Vladimir Putin's decision to mobilize some 300,000 soldiers in the reserve fell yesterday like a bomb in Russia, causing protest demonstrations in the main capitals and also the escape of some lucky people who were able to catch a flight to leave the country. It was the definitive confirmation that the invasion of Ukraine is a failure and that Putin had no choice but to take off his mask and publicly acknowledge that he needs more troops to counter the Ukrainian offensive. As our correspondent Gonzalo Aragonés explains, Russian public opinion was able to verify yesterday that what is happening in Ukraine is something more than a "special military operation" as defined by the media to try to disfigure what is actually a war.
For days now, many Russian citizens were losing their fear of the regime. From public officials who supported manifestos against Putin to rock and pop stars who denounced the lies about what was happening in the neighboring country. Putin's problem is that, despite all the ironclad official censorship, it is very difficult to control what runs through social networks and that, in the hands of younger generations, they have access to everything that happens in the West. In this sense, the video released by the dissident Alexei Navalni in which an opulent palace allegedly owned by Putin was seen did a lot of damage to the Russian leader's reputation, so much so that he had to go out and deny that it was his.
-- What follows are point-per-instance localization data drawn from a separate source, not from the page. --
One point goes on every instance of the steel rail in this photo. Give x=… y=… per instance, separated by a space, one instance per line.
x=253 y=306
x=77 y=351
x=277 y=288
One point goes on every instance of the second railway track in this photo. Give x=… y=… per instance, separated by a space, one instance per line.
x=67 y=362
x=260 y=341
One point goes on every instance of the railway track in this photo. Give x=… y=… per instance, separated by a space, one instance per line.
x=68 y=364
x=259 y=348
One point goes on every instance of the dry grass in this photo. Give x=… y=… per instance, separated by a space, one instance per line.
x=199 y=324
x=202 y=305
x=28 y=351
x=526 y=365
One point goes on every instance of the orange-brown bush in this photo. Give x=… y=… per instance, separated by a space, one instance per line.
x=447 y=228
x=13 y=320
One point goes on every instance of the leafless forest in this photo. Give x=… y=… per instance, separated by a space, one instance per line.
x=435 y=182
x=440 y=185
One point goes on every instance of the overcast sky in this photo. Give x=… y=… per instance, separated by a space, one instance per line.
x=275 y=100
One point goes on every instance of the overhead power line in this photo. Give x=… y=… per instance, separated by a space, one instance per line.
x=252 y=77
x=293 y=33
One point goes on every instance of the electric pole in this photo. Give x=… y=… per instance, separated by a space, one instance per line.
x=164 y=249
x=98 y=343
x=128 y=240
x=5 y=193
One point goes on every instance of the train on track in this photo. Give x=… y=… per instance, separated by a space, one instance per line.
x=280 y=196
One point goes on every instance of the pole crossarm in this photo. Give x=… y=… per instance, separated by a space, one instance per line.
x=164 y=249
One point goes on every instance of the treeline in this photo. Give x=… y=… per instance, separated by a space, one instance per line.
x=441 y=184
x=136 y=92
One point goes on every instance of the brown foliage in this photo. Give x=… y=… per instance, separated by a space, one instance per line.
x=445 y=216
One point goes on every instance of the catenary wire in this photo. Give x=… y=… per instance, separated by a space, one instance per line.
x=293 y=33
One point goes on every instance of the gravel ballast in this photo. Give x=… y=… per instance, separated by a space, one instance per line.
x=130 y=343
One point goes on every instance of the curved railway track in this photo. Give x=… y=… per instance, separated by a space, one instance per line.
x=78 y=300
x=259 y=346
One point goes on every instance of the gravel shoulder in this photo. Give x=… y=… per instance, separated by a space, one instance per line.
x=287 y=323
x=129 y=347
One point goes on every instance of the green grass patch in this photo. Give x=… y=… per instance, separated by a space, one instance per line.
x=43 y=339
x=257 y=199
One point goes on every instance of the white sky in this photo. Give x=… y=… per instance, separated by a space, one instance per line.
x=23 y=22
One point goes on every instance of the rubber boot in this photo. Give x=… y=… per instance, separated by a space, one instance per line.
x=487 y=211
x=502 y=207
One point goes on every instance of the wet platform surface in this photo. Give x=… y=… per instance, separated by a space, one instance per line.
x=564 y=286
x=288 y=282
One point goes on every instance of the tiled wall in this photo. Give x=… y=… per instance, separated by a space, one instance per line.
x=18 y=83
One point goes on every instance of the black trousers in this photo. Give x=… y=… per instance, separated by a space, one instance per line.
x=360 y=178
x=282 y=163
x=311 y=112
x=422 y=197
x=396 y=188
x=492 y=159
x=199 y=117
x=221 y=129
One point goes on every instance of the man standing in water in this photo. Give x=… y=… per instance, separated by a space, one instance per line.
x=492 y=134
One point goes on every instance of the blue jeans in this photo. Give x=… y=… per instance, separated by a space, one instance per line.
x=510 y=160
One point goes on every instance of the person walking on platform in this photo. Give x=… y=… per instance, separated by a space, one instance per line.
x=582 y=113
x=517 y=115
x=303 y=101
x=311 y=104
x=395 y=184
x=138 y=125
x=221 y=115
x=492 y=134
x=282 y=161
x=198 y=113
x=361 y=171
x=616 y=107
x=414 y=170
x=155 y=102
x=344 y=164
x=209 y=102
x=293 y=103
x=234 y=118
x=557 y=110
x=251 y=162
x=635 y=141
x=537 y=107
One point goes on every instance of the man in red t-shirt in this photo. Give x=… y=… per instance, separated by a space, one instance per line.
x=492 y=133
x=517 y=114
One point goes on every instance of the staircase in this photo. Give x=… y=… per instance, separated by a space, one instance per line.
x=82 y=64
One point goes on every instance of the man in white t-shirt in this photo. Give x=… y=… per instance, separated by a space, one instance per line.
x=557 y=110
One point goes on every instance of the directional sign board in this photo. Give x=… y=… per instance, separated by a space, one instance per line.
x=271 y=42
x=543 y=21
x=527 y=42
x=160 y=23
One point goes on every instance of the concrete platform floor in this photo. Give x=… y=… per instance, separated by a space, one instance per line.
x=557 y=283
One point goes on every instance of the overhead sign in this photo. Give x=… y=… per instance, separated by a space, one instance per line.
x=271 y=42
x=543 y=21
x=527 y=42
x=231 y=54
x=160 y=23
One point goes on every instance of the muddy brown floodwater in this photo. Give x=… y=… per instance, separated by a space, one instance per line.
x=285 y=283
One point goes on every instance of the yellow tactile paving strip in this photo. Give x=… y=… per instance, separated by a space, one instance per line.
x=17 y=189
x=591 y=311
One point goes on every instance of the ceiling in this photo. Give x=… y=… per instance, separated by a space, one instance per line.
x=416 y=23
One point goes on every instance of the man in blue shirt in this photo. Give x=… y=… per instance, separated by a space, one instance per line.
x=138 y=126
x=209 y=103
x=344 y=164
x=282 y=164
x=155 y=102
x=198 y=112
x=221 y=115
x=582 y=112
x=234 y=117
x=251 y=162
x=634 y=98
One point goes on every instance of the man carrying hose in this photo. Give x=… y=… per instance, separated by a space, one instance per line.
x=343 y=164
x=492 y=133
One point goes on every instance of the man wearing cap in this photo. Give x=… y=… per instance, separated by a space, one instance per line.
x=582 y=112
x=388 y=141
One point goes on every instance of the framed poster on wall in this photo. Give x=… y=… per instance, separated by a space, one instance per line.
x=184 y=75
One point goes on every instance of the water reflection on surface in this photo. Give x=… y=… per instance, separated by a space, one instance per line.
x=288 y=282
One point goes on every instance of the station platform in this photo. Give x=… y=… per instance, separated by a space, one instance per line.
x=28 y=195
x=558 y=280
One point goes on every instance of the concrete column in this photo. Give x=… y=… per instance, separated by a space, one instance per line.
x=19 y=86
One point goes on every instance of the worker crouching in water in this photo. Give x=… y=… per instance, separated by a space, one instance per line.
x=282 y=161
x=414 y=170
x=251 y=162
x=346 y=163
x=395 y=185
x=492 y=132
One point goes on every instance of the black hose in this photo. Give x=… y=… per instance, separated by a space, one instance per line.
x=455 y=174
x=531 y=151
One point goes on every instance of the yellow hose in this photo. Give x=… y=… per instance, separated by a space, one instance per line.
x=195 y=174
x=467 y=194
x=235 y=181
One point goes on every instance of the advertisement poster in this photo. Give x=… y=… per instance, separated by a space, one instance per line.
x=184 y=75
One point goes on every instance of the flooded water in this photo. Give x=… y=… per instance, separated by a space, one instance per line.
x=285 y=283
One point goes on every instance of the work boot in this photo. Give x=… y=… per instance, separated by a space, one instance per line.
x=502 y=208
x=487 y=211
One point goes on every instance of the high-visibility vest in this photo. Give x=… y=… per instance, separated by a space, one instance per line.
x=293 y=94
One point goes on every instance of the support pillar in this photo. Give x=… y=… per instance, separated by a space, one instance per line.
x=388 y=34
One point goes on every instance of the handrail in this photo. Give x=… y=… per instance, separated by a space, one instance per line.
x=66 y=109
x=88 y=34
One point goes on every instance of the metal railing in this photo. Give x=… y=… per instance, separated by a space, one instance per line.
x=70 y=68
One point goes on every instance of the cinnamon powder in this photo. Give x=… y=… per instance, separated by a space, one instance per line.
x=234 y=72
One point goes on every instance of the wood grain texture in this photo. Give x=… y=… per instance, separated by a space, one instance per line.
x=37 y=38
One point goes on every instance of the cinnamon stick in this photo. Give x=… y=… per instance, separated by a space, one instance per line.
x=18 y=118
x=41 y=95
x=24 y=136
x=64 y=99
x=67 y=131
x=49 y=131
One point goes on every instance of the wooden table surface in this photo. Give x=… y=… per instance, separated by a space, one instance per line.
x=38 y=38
The first demonstrations called yesterday were violently repressed by the police and it seems difficult to think that Russia could experience a color revolution like those experienced by Georgia, Belarus, Kazakhstan or Ukraine itself. But also much of the published opinion believed seven months ago that Russia could easily invade Ukraine and that Putin was untouchable.
His reaction yesterday by appealing, again, to the nuclear threat could be bravado, but be careful what the Russian president could end up doing if he feels cornered. Nothing is written about what may happen in Russia in the coming days and the consequences that all this may have for the end of the war.